Forex Market Technical and Fundamental Recap

Today’s Forex Analysis summary.

During this global outbreak of Swine Flu, traders are likely to exhibit extreme risk aversion and may show an extraordinary demand for the safety of lower-yielding assets. While other significant news may be released throughout the week, these stories are likely only to limit but not totally erase gains in both the Japanese Yen and the U.S. Dollar.

On Monday the EUR USD weakened considerably and traded through two handles as traders dumped the Euro for the safety of the U.S. Dollar. The break was related to the weakness in the global equity markets. At first traders thought the declines were triggered by negative news regarding the preliminary bank stress reports but now it has become clear that the selling pressure was associated with the outbreak of Swine Flu.

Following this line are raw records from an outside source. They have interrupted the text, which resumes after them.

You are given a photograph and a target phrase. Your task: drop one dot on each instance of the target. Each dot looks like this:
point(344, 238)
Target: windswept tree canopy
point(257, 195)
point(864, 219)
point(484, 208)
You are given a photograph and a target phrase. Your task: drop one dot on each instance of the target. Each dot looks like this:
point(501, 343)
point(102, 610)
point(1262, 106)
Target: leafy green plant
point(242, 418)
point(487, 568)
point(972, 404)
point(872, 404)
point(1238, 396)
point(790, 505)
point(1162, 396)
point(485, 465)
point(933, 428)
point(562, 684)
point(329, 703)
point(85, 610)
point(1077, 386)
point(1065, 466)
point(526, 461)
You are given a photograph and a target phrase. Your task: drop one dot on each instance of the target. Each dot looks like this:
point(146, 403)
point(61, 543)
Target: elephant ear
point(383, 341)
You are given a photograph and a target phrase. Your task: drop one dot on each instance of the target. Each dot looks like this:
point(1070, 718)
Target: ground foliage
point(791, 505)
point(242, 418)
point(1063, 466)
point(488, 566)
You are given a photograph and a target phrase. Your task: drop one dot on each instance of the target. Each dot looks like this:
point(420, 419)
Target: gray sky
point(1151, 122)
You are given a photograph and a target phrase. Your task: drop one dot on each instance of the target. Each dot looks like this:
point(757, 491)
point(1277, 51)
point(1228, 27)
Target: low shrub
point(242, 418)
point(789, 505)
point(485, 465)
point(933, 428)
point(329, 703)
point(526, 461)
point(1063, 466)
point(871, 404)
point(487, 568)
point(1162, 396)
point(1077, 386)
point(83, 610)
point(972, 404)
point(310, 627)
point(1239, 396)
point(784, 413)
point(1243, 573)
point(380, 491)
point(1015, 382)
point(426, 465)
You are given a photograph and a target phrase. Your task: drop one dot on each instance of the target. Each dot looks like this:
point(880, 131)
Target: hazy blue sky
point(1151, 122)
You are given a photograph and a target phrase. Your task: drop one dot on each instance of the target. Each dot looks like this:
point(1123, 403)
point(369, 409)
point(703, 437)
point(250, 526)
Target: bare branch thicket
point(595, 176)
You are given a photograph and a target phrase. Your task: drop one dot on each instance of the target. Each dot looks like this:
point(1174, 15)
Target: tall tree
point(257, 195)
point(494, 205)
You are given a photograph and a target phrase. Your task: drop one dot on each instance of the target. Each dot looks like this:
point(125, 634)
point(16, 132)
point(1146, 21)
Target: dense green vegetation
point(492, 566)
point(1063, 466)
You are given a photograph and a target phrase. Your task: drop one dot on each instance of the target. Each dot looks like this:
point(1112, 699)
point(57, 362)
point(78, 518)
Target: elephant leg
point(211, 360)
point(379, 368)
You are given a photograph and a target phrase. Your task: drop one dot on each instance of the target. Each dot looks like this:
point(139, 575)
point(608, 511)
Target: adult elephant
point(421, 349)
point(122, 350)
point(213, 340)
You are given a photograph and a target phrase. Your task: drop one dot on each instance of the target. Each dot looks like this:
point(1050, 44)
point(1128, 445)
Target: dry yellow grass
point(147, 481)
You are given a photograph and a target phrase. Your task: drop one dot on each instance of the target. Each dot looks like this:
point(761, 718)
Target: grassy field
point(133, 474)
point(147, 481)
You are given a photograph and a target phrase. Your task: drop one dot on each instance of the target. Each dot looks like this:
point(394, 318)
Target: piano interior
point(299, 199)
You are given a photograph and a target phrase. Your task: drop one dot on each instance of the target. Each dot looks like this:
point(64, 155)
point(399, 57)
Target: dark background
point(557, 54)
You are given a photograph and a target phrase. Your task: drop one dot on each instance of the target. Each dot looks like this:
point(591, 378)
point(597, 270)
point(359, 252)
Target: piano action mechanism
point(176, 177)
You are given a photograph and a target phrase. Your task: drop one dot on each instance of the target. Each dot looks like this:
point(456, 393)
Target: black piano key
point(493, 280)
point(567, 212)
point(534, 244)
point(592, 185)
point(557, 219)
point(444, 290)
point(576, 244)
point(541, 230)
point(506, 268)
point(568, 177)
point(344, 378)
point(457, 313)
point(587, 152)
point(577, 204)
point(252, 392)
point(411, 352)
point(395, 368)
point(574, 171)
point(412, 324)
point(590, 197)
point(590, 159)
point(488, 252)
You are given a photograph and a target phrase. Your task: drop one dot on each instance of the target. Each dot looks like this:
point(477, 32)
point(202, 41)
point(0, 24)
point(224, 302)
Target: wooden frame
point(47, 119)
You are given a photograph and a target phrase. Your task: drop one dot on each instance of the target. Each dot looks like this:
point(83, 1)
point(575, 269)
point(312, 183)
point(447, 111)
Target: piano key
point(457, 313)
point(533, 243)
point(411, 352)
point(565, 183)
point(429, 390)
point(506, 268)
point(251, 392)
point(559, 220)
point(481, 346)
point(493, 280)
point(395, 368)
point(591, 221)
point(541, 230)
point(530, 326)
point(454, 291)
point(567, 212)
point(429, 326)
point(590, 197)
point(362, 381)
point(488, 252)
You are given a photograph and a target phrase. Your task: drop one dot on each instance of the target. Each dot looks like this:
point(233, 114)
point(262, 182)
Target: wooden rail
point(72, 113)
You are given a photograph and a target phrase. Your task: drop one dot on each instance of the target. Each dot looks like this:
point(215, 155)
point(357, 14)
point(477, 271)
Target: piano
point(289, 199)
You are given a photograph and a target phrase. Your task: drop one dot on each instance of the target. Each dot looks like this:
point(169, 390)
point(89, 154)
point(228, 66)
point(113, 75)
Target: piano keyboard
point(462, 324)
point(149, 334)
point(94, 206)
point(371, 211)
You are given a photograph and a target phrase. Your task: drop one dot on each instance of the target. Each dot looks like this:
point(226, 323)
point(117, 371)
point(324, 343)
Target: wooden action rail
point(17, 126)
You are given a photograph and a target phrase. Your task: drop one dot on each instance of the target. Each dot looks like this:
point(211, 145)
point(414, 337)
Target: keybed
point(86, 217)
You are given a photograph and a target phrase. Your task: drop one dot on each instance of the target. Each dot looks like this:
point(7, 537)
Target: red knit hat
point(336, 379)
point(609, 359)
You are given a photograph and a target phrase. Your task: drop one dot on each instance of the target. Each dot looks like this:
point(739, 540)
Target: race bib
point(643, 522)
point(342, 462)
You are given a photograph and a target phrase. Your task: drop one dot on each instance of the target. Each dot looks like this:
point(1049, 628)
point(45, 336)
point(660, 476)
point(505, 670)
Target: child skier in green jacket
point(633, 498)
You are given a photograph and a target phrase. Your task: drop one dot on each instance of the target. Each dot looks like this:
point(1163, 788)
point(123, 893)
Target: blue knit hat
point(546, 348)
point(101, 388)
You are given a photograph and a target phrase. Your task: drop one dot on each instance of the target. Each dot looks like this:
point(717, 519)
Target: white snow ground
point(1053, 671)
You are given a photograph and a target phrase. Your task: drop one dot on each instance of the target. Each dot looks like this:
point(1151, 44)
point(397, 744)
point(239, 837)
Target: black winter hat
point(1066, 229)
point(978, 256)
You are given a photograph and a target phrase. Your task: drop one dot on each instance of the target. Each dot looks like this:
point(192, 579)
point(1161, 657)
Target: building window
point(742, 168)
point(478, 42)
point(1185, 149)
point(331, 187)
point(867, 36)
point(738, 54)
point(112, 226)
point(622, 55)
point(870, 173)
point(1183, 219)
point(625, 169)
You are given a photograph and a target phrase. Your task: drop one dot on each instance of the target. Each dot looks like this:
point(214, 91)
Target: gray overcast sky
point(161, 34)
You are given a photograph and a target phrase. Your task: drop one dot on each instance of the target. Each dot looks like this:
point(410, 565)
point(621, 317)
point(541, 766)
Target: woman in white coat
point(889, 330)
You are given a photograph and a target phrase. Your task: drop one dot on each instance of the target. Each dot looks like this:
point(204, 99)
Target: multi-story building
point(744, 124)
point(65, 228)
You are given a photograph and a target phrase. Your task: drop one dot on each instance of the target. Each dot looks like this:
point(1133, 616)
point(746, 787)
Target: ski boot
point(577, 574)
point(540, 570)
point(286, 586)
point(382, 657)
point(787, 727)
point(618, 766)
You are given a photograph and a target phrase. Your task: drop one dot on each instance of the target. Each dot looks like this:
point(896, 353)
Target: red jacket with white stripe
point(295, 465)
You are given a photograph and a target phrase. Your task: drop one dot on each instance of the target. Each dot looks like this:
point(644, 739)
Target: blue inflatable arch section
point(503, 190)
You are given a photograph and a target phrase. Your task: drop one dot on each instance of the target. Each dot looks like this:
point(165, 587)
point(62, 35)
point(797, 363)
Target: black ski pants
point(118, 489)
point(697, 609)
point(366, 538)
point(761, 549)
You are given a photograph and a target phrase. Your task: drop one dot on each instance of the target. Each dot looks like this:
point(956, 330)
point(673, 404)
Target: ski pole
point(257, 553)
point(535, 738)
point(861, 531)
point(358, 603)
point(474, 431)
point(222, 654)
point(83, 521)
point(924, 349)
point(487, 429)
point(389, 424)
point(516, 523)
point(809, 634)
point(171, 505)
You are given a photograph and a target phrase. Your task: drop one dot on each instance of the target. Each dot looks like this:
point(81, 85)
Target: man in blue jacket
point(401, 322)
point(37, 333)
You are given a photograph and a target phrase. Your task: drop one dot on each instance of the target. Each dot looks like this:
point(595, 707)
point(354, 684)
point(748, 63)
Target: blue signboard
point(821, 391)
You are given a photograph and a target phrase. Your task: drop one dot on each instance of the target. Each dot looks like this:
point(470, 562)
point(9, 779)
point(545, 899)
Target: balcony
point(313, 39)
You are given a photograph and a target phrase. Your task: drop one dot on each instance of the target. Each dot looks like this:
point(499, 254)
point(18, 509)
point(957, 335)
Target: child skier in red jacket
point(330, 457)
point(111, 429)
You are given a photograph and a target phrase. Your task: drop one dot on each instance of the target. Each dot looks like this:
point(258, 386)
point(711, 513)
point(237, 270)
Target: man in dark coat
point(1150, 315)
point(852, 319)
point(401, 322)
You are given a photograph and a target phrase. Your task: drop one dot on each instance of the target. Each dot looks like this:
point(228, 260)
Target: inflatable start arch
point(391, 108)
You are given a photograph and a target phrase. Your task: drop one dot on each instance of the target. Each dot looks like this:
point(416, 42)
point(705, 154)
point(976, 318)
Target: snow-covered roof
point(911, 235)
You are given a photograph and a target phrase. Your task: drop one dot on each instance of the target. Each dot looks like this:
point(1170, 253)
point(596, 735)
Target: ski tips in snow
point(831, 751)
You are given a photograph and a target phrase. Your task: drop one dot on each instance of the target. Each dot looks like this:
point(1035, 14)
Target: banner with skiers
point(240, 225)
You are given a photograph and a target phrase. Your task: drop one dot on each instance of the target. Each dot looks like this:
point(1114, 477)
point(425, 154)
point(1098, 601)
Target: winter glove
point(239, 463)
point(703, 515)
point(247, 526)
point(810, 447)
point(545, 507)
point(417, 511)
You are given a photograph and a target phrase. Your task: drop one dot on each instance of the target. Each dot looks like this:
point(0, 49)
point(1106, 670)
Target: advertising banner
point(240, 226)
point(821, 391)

Pressure was on the GBP USD throughout the day as weakness in the equity markets, triggered by trader fears over the outbreak of Swine Flu, led traders to seek the protection of the Dollar.

Sellers hit the Canadian Dollar hard all day. Risk averse traders bought the U.S. Dollar for protection in anticipation of lower equity and commodity markets.

The Japanese Yen was the lone Forex gainer versus the U.S. Dollar on Monday. Weakness in the stock market fueled a reversal of the carry trade as investors sought safety in lower yielding currencies.

The Swiss Franc traded under pressure all day as traders became more averse to risk following the decline in the equity markets due to the outbreak of Swine Flu.

Forex markets that rely on both demand for equities and commodities were hit hard on Monday by traders seeking safety and liquidity in the U.S. Dollar. This included both the AUD USD and the NZD USD. The concern is these two economies will have a major setback because of lost revenue caused by a potential Swine Flu pandemic.